One of the UK's largest credit brokers, Yes Loans Limited, could be forced to stop selling loans after the Office of Fair Trading revoked its licence, citing "deceitful" practices.
The watchdog found it used high pressure sales tactics and hid charges.
The OFT has deemed Yes Loans "unfit to hold a consumer credit licence", along with two associated businesses, Blue Sky Personal Finance Limited and Money Worries Limited.
Yes Loans has 28 days to appeal against the decision. The OFT says if any appeal fails, the company can no longer sell loans.
The OFT found damning evidence Yes Loans engaged in unfair business practices, including:
- Using high-pressure sales tactics to persuade consumers to provide card details on the false premise they were required for an identity and/or security check.

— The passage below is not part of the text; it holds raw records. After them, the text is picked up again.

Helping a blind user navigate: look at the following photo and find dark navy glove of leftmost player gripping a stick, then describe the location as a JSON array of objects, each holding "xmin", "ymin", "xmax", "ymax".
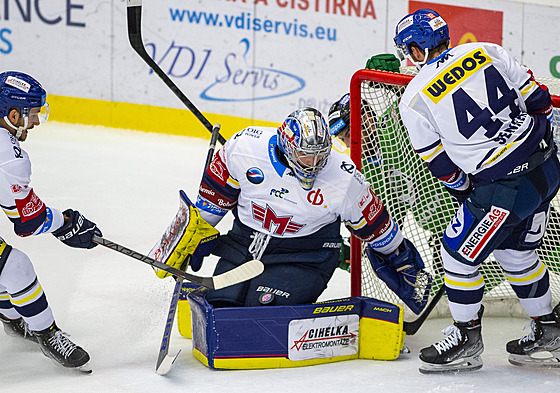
[{"xmin": 53, "ymin": 209, "xmax": 103, "ymax": 248}]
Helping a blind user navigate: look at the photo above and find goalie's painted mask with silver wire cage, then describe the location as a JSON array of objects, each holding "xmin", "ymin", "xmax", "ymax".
[{"xmin": 277, "ymin": 108, "xmax": 331, "ymax": 190}]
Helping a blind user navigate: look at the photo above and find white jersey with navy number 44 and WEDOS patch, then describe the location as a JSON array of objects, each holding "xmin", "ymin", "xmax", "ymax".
[{"xmin": 399, "ymin": 43, "xmax": 550, "ymax": 183}]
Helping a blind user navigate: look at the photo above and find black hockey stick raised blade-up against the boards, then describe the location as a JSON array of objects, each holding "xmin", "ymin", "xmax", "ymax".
[{"xmin": 126, "ymin": 0, "xmax": 226, "ymax": 145}]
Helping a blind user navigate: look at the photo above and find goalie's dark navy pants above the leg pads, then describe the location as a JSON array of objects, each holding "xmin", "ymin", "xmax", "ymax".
[{"xmin": 206, "ymin": 219, "xmax": 342, "ymax": 307}]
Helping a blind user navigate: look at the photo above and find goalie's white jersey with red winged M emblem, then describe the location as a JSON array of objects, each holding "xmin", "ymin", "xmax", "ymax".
[{"xmin": 196, "ymin": 127, "xmax": 402, "ymax": 253}]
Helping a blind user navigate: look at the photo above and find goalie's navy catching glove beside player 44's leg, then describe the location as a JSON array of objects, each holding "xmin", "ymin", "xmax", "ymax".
[{"xmin": 366, "ymin": 239, "xmax": 432, "ymax": 314}]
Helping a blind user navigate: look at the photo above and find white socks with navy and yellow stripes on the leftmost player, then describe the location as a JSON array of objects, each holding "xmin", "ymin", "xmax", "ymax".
[{"xmin": 0, "ymin": 238, "xmax": 54, "ymax": 331}]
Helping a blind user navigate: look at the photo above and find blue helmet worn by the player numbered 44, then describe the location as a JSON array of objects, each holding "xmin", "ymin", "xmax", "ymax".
[{"xmin": 394, "ymin": 8, "xmax": 449, "ymax": 68}]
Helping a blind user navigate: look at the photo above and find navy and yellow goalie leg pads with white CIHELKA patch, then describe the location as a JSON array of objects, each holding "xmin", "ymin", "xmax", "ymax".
[{"xmin": 177, "ymin": 283, "xmax": 405, "ymax": 369}]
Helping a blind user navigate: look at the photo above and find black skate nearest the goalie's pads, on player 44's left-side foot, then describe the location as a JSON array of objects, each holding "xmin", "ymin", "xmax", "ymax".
[{"xmin": 419, "ymin": 306, "xmax": 484, "ymax": 374}]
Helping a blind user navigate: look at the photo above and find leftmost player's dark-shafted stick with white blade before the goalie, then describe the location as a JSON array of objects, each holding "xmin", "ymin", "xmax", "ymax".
[{"xmin": 92, "ymin": 235, "xmax": 264, "ymax": 289}]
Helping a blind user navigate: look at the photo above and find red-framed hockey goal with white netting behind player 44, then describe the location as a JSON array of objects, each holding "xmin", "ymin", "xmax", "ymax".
[{"xmin": 350, "ymin": 67, "xmax": 560, "ymax": 321}]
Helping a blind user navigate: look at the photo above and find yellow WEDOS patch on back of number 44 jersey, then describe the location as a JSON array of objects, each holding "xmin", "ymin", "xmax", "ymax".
[{"xmin": 422, "ymin": 48, "xmax": 492, "ymax": 104}]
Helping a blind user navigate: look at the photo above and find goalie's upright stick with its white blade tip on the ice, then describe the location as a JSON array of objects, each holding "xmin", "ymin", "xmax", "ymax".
[{"xmin": 156, "ymin": 124, "xmax": 225, "ymax": 375}]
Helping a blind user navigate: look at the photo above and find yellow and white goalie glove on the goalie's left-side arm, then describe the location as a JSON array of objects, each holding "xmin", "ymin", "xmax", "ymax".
[{"xmin": 149, "ymin": 190, "xmax": 220, "ymax": 278}]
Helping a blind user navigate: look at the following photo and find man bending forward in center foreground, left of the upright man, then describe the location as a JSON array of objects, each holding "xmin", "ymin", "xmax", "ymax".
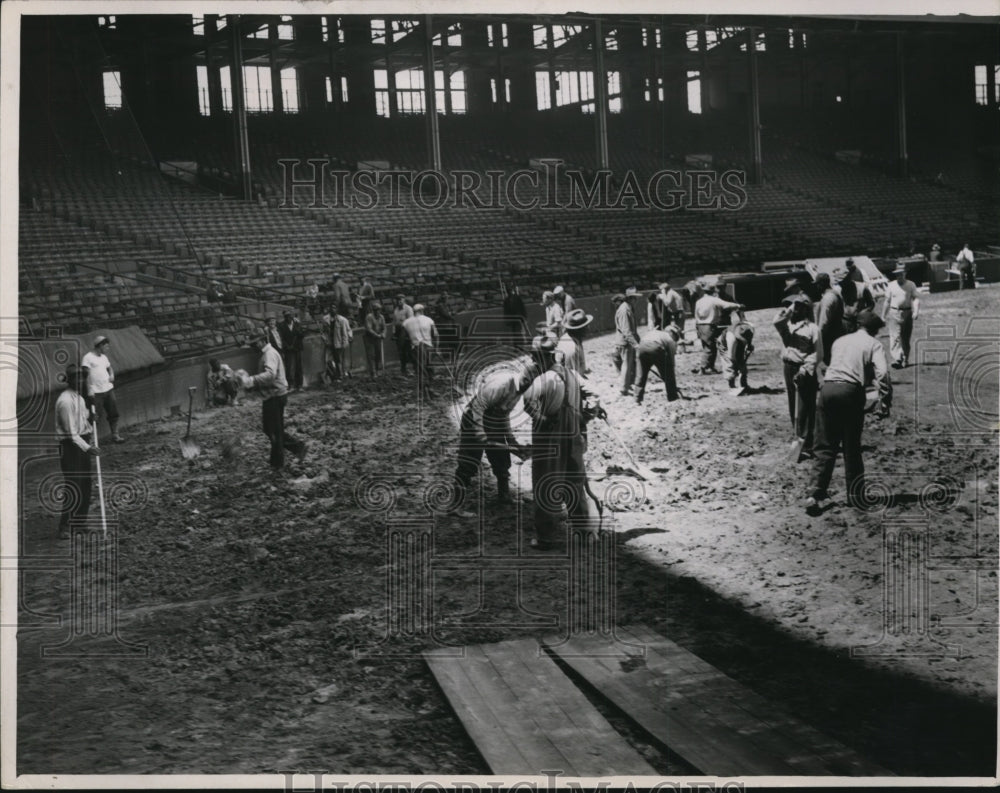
[{"xmin": 455, "ymin": 358, "xmax": 542, "ymax": 510}]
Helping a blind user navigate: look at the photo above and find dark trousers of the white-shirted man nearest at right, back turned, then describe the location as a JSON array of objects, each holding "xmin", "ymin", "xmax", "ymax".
[{"xmin": 810, "ymin": 380, "xmax": 865, "ymax": 500}]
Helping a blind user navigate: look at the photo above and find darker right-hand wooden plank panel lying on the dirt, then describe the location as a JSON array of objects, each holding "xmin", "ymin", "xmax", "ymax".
[{"xmin": 549, "ymin": 625, "xmax": 891, "ymax": 776}]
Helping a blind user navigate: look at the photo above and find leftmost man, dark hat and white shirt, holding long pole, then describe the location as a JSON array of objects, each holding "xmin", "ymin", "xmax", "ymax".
[{"xmin": 56, "ymin": 364, "xmax": 101, "ymax": 540}]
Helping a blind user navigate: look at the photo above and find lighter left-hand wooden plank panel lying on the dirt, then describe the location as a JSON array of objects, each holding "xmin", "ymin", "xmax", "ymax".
[{"xmin": 424, "ymin": 639, "xmax": 657, "ymax": 776}]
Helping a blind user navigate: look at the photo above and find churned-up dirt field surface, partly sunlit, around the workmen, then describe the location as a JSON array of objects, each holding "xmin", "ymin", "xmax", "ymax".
[{"xmin": 17, "ymin": 289, "xmax": 1000, "ymax": 776}]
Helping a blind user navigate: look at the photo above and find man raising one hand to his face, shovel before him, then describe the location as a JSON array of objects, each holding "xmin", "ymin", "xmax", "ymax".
[{"xmin": 774, "ymin": 294, "xmax": 822, "ymax": 455}]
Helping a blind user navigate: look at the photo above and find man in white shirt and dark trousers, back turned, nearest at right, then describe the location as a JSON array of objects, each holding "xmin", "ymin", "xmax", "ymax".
[{"xmin": 806, "ymin": 311, "xmax": 892, "ymax": 516}]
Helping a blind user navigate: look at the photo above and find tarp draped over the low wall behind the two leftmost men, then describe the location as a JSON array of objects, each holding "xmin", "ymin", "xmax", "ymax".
[{"xmin": 17, "ymin": 325, "xmax": 164, "ymax": 400}]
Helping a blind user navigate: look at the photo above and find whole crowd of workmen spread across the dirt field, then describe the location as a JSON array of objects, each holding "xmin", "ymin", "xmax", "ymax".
[{"xmin": 56, "ymin": 252, "xmax": 952, "ymax": 549}]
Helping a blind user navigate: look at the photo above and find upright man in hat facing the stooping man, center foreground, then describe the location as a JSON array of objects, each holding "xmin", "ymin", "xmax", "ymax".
[{"xmin": 523, "ymin": 336, "xmax": 607, "ymax": 550}]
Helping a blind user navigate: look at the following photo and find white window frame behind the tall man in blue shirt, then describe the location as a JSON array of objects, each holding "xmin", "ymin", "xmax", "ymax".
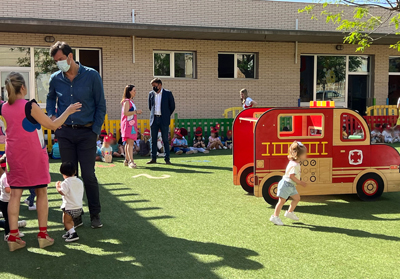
[{"xmin": 0, "ymin": 45, "xmax": 102, "ymax": 108}]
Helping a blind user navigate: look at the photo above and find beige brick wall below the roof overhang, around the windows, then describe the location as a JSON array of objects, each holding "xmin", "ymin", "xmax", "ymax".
[{"xmin": 0, "ymin": 33, "xmax": 398, "ymax": 119}]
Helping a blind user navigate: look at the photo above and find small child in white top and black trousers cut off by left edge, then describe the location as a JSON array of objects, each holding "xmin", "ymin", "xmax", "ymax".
[{"xmin": 0, "ymin": 165, "xmax": 26, "ymax": 241}]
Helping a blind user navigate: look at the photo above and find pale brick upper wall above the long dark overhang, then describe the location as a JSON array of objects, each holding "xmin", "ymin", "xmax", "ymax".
[{"xmin": 0, "ymin": 0, "xmax": 388, "ymax": 31}]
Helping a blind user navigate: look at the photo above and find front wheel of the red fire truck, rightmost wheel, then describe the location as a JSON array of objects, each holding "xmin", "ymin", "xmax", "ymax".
[{"xmin": 357, "ymin": 173, "xmax": 384, "ymax": 201}]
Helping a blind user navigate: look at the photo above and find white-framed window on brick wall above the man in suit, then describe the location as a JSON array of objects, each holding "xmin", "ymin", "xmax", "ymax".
[{"xmin": 153, "ymin": 51, "xmax": 195, "ymax": 78}]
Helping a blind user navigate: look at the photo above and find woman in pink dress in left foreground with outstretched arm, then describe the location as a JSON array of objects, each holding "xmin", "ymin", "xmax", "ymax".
[{"xmin": 0, "ymin": 72, "xmax": 82, "ymax": 251}]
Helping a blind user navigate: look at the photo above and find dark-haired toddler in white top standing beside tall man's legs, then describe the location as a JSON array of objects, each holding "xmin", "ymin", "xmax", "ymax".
[{"xmin": 56, "ymin": 162, "xmax": 83, "ymax": 242}]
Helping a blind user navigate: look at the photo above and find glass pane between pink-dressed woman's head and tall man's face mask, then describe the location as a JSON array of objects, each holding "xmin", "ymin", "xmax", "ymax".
[{"xmin": 34, "ymin": 48, "xmax": 58, "ymax": 103}]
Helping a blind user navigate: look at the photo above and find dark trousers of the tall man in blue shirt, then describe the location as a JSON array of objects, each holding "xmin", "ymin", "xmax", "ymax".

- Deducting fees without making it clear a fee was payable, and/or without the consumer's consent.
- Failing to introduce some consumers to the product originally sought, frequently arranging short-term, high interest loans instead.
- Misleading consumers into believing it was a lender rather than a broker.
- Not providing refunds in a timely manner.
Following the OFT’s investigation, Yes Loans no longer charges upfront fees. A number of other associated companies also surrendered or withdrew their consumer credit licences or applications.
Nevertheless, the OFT determined that prolonged "deceitful and oppressive business practices", and the continuing presence of some of the staff responsible for running the businesses, made Yes Loans unfit to hold a consumer credit licence.
David Fisher, director of consumer credit at the OFT, says: "We will take decisive action to tackle businesses that fail to treat people properly, especially the most vulnerable.
"This action also makes it clear that belatedly changing business practices when facing the prospect of enforcement action by the OFT does not make a company fit to hold a credit licence."